What causes the 'starburst' galaxies to have the distinct red hue?
Joe D
2009-01-20 07:09:44 UTC
I have a general understanding of why they enter the starburst phase (cannibalization, etc.) and what they are (active star forming regions), but what I'm curious about is why they all seem to share the red glow characteristic. M51 is a great example of this. I'm pretty sure it's not a false colour or a multi-wavelength overlay.
It's just something I don't quite understand. Hopefully someone can shine some light on this for me.
Three answers:
?
2009-01-20 07:22:27 UTC
To say that starburst galaxies are "red" is an oversimplification. Generally a "red" galaxy is a galaxy containing little gas and hence little star formation, that is usually elliptical. It contains only old stars, those stars are low mass (the massive stars having died off), and are consequently reddish.
You may be referring to the pinkish color often given to the H-alpha line in photos. This line is strongly emitted in the interstellar ionized hydrogen regions surrounding massive stars. Since the stars are massive, they only live a few tens of millions of years and are therefore characteristic of starburst regions.
meanolmaw
2009-01-20 08:48:47 UTC
the pictures in red show 'glowing hydrogen' according to this site...

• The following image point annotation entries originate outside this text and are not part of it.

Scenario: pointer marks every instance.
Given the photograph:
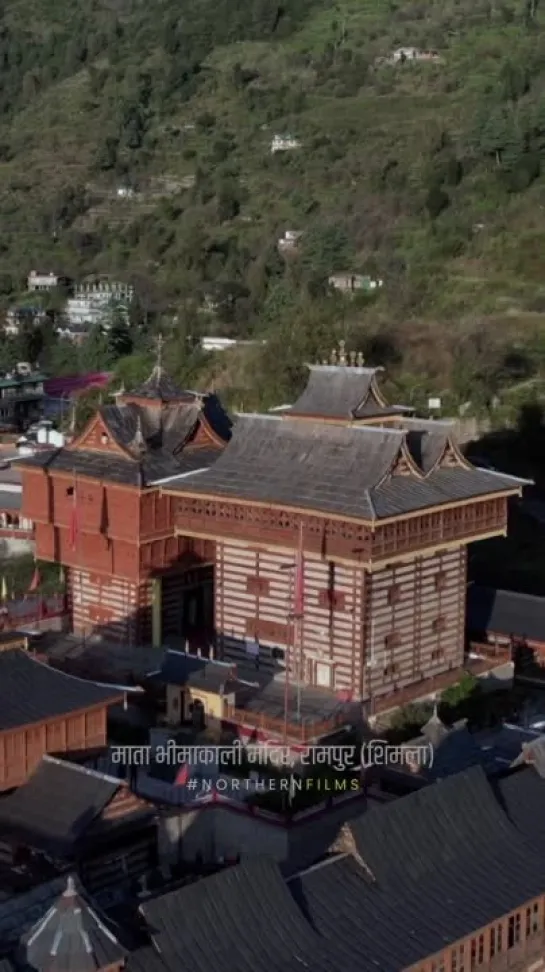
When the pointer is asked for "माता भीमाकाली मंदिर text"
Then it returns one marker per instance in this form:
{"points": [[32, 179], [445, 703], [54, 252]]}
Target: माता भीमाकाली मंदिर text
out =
{"points": [[339, 758]]}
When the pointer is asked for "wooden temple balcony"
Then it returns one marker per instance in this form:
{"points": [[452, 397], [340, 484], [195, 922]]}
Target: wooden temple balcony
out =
{"points": [[526, 954], [299, 733]]}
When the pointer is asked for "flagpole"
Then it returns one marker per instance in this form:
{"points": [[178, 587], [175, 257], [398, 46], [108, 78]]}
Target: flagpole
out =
{"points": [[299, 620], [287, 662], [288, 652]]}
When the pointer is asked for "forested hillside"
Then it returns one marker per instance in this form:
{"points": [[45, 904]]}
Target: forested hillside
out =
{"points": [[429, 175]]}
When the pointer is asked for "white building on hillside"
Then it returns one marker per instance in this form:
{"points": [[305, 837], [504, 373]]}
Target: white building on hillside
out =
{"points": [[284, 143], [93, 301], [38, 280]]}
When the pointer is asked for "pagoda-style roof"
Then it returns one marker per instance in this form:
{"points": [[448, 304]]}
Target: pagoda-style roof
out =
{"points": [[151, 434], [31, 691], [358, 471], [71, 937], [60, 807], [159, 387], [343, 393], [343, 390]]}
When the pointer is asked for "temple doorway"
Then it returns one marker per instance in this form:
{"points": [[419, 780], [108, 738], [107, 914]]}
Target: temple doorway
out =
{"points": [[188, 607]]}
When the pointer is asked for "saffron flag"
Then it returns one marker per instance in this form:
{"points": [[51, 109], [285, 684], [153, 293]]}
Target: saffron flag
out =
{"points": [[35, 582], [182, 776], [74, 526], [299, 586]]}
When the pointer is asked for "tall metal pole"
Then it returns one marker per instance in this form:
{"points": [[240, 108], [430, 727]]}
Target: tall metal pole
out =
{"points": [[300, 607], [288, 654]]}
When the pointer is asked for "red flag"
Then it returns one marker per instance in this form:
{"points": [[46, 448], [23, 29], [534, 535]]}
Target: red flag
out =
{"points": [[35, 582], [182, 776], [299, 592], [74, 526]]}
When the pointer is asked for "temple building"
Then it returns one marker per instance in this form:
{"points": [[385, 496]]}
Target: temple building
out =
{"points": [[98, 510], [329, 539]]}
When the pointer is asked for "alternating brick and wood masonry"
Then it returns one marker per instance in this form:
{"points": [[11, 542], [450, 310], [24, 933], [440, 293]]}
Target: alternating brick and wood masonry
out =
{"points": [[195, 526]]}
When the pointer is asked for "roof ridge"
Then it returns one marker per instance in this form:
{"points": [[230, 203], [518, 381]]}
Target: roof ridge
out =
{"points": [[86, 770]]}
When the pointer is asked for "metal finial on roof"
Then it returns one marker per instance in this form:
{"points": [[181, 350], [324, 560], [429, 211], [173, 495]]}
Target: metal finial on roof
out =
{"points": [[159, 362], [70, 891], [139, 441]]}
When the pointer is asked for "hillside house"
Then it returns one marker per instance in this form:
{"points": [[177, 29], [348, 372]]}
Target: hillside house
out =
{"points": [[404, 54], [19, 316], [351, 283], [284, 143], [289, 241], [93, 299], [38, 280]]}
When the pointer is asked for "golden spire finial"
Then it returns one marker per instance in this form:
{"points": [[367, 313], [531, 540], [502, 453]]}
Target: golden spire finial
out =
{"points": [[159, 362]]}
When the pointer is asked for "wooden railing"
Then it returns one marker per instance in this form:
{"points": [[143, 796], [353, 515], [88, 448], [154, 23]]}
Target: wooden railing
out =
{"points": [[437, 683], [298, 732], [518, 958], [31, 610]]}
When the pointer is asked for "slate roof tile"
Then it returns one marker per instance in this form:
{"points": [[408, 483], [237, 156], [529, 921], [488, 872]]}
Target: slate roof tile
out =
{"points": [[72, 937], [522, 796], [56, 806], [180, 668], [444, 862], [332, 468], [335, 391], [156, 437], [240, 920], [505, 613], [31, 691]]}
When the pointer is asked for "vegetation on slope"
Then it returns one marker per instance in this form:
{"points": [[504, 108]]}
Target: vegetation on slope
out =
{"points": [[427, 175]]}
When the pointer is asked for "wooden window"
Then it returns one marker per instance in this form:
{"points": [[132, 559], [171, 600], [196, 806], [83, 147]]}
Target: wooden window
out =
{"points": [[457, 959], [267, 631], [513, 930], [496, 940], [391, 669], [477, 951], [258, 586], [331, 600], [440, 580]]}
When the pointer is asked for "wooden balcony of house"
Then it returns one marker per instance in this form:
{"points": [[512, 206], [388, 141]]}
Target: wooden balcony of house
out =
{"points": [[435, 684], [500, 653], [13, 526], [529, 953], [299, 733]]}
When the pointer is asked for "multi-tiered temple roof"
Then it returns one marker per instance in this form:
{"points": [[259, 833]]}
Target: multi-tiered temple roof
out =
{"points": [[343, 390], [72, 938], [152, 433], [342, 449]]}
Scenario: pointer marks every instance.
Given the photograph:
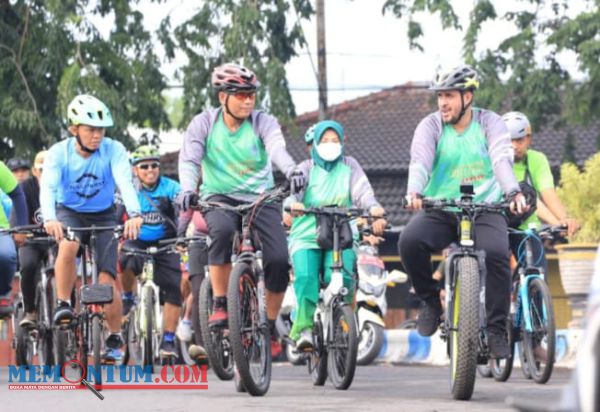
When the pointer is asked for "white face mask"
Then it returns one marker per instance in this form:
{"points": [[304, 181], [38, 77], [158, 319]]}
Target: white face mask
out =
{"points": [[329, 151]]}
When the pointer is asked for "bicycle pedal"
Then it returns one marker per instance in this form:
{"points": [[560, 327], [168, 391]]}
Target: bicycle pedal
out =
{"points": [[96, 294]]}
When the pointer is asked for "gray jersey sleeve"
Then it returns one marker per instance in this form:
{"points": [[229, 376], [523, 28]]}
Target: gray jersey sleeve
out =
{"points": [[192, 150], [422, 152], [361, 192], [500, 150], [267, 127]]}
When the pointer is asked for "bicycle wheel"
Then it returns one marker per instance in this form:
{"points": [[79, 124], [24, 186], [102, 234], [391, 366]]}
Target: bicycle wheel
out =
{"points": [[216, 342], [541, 340], [317, 364], [342, 347], [250, 340], [502, 368], [464, 339], [147, 332]]}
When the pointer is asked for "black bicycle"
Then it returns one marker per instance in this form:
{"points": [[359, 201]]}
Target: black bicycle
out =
{"points": [[85, 335], [37, 341], [248, 332], [465, 326]]}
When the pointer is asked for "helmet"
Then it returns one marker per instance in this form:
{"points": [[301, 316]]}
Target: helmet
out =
{"points": [[231, 77], [145, 152], [309, 136], [88, 110], [16, 163], [460, 78], [517, 123]]}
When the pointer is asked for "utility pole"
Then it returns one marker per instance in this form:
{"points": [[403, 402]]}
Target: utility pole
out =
{"points": [[322, 60]]}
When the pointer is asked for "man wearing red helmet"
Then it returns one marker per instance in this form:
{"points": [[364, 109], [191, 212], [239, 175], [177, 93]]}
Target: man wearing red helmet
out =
{"points": [[230, 149]]}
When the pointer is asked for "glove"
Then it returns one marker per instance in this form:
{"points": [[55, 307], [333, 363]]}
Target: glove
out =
{"points": [[187, 200], [297, 181]]}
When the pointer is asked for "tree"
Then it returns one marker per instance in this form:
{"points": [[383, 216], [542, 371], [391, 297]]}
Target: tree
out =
{"points": [[254, 33], [52, 50], [513, 72]]}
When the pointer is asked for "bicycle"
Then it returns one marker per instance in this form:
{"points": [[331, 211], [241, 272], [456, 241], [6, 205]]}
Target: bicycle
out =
{"points": [[84, 336], [464, 327], [248, 331], [531, 324], [144, 321], [37, 341], [335, 329]]}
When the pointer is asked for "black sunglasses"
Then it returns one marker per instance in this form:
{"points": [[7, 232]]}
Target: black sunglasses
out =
{"points": [[147, 166]]}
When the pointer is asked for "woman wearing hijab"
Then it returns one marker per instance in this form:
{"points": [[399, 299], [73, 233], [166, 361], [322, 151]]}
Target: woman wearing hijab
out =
{"points": [[332, 180]]}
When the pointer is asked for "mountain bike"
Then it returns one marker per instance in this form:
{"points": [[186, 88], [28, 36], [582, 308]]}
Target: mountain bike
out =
{"points": [[532, 325], [464, 327]]}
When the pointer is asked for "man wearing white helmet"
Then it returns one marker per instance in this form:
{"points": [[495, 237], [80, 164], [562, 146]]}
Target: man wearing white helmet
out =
{"points": [[532, 169], [78, 190]]}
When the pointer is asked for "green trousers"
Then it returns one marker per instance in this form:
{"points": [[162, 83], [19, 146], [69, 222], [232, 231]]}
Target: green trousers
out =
{"points": [[308, 263]]}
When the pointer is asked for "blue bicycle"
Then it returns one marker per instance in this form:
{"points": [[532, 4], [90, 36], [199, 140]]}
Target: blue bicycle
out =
{"points": [[531, 322]]}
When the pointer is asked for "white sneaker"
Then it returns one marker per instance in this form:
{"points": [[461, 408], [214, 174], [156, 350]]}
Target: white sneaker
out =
{"points": [[184, 330], [304, 343]]}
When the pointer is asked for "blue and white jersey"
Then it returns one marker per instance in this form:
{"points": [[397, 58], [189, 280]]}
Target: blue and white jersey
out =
{"points": [[86, 185], [155, 226]]}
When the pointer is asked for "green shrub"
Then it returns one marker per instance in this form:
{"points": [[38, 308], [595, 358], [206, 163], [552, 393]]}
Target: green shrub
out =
{"points": [[580, 193]]}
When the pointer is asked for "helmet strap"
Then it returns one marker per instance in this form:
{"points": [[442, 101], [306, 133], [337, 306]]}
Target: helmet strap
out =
{"points": [[85, 149]]}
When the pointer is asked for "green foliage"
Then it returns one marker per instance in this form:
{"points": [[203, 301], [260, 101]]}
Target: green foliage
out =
{"points": [[541, 89], [580, 193]]}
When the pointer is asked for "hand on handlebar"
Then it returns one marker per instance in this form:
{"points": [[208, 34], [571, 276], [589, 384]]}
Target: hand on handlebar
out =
{"points": [[55, 229]]}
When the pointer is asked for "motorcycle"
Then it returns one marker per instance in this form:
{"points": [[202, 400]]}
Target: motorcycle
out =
{"points": [[371, 305]]}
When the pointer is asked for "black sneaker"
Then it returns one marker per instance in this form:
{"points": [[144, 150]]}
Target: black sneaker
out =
{"points": [[498, 344], [429, 317], [63, 314]]}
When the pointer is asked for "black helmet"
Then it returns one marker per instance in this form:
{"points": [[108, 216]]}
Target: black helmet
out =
{"points": [[461, 78], [16, 163]]}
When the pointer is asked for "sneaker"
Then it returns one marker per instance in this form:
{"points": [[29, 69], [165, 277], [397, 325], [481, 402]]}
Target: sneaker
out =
{"points": [[429, 317], [6, 307], [128, 303], [112, 350], [29, 321], [168, 349], [304, 342], [218, 317], [184, 330], [63, 314], [498, 344]]}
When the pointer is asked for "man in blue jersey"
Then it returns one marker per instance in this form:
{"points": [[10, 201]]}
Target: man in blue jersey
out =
{"points": [[81, 175], [156, 195]]}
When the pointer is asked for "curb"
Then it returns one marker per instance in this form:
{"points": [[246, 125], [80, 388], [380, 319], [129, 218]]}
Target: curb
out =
{"points": [[406, 346]]}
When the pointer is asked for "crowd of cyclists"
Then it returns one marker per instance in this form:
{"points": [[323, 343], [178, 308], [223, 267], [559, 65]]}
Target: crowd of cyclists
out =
{"points": [[227, 156]]}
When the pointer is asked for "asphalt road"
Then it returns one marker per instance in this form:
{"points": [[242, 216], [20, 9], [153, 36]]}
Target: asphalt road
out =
{"points": [[375, 388]]}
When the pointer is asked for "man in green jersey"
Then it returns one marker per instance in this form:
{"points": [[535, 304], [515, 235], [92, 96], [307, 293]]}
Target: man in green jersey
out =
{"points": [[454, 145]]}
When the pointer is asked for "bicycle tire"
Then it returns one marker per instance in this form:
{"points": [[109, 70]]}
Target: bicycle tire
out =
{"points": [[464, 339], [147, 335], [502, 368], [317, 365], [543, 329], [250, 341], [216, 344], [341, 362]]}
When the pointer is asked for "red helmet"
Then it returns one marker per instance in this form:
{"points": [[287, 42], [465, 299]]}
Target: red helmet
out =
{"points": [[231, 77]]}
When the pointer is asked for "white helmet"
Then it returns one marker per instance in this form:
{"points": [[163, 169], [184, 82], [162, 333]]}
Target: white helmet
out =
{"points": [[517, 124], [88, 110]]}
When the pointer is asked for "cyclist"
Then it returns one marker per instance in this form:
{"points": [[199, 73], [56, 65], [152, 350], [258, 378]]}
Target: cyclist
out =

other starburst galaxy pics seems to show the hot new stars in blue.... several there, too.....enjoy that site... there's some amazing pictures there and good info, too!....
2009-01-20 08:15:13 UTC
there is no such thing as a starburst galaxy. from the example you give, you appear to mean spiral galaxy.
the red is due to emissions from excited hydrogen. we see the same thing in our galaxy - i was looking at the orion nebula last night.
the colour is a matter of interpretation. emission nebulae generate light mainly at two wavelengths, one around 656 nanometers (red) and the other at 500 nanometers (greenish blue). our eyes are most sensitive to green, so if we see any colour at all in emission nebulae, we see them as green. colour photographic film was usually more sensitive to red, so emission nebulae photographed as red or pink.
when they started using ccd imaging they stuck with the "photographic" look, making emission nebulae red. if you image them with a single-shot colour ccd camera (like a dslr) they come out green or bluish-lavender.